Let’s have a think about injecting a few proactive statements into your website, linkedin profile, CV or whichever window people peer into to see what you’re all about.
To stand out in the competitive online environment, sports scientists can leverage the principles of behavioural psychology. Here’s how you can harness these insights for a compelling online presence.
1. Concrete Achievements: The Principle of Authority
Trust is multi-faceted but is built on proven results. According to the behavioural principle of “Authority,” people are more likely to trust you if you can demonstrate concrete proof of your expertise.
Action: Instead of using vague or generic titles, focus on specific, measurable accomplishments. For instance, “Reduced rugby-related injuries by 25% in one season through a customised strength programme.”
2. Specialising In: The Principle of Scarcity Refined
The principle of “Scarcity”, in this context at least , is not about doing BOGOF offers (while stocks last), it’s about making sure that people are clear what your unique specialisation is and how it is crystal clear your professional profile. This can make you more attractive to potential clients or collaborators.

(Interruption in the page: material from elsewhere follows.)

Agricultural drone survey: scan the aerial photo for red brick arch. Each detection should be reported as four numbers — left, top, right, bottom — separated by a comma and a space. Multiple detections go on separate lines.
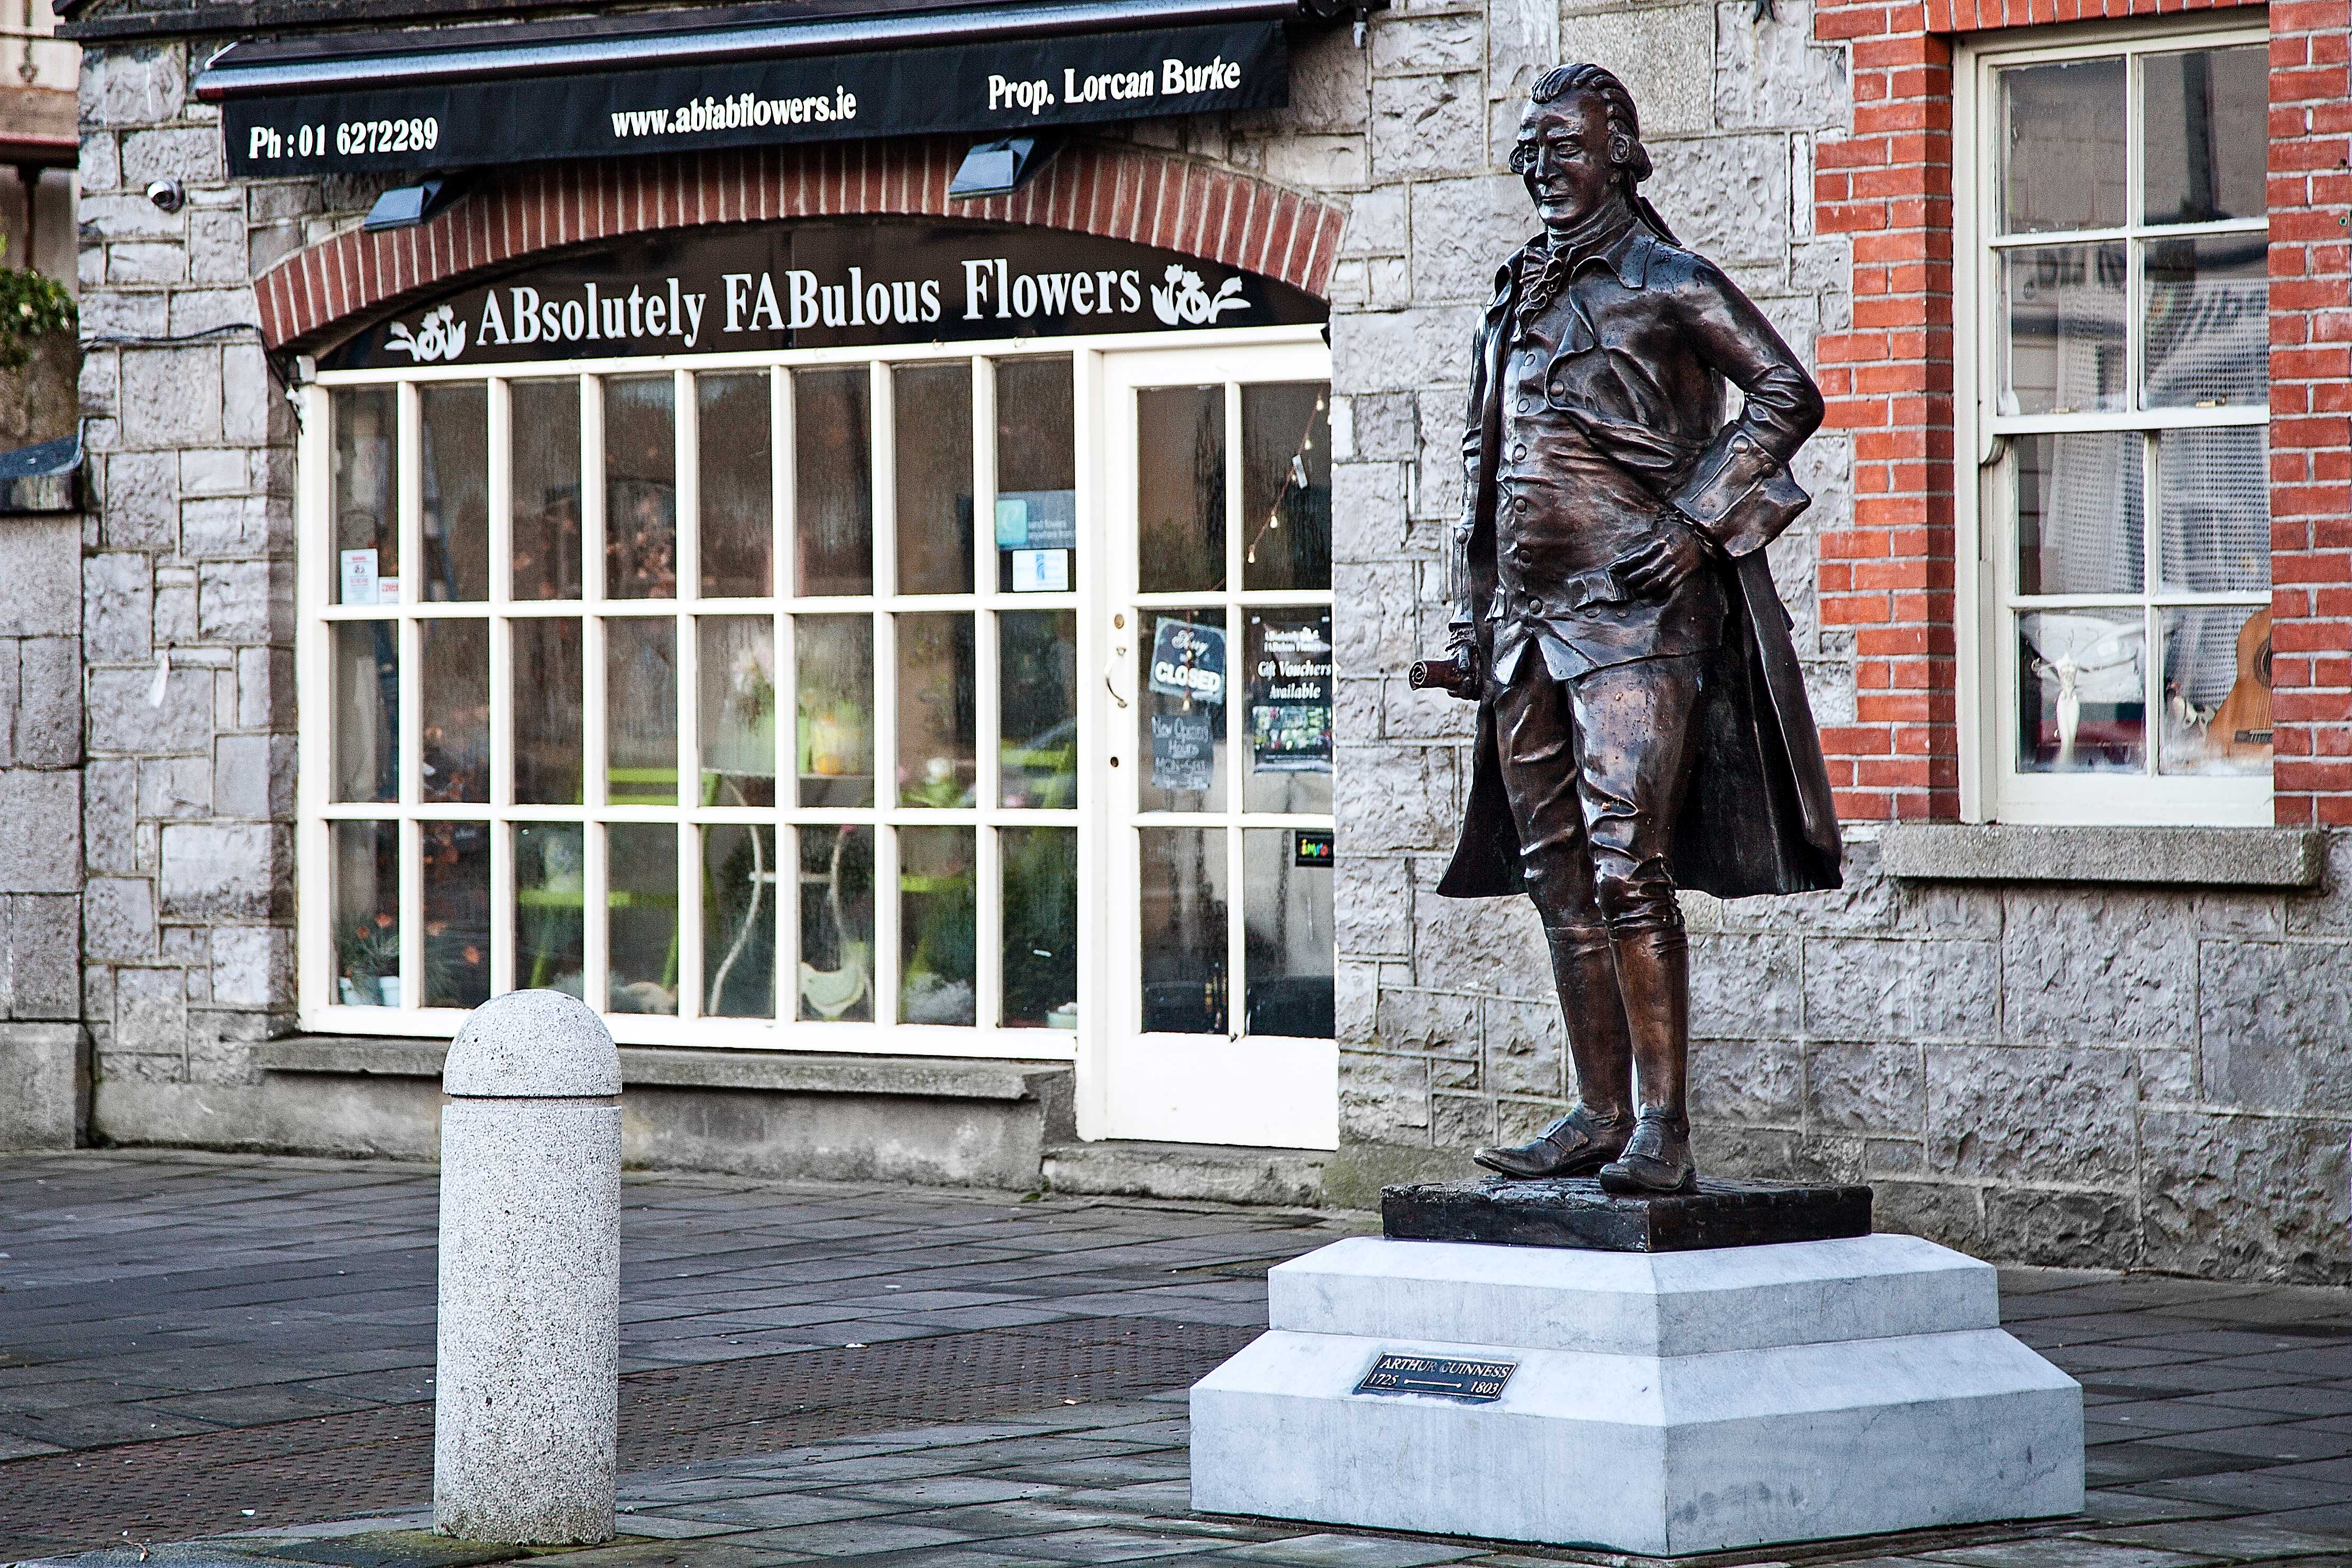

Action: Highlight your specific area of specialisation and its impact. If you’re an expert in aerobic conditioning for footballers, for example, you might say, “Specialising in aerobic conditioning for footballers, on average enhancing stamina by 15%.”
3. Addressing Problems: The Principle of Self-Interest
The principle of “Self-Interest” posits that individuals engage more readily when they perceive a direct benefit for themselves. Therefore, your profile should clearly indicate the challenges you can address and the value you offer.
Action: Frame your skills and experience in terms of problem-solving and benefits. Instead of merely listing your skills, illustrate them with benefits such as, “Transformed a basketball team’s shooting accuracy by 12% through advanced motion analysis.”
By focusing on these behavioural principles, you can craft an online presence that not only captures attention but also fosters meaningful engagement and builds trust.
Just tell people what you do! Be specific! Help them see that you can solve their problems!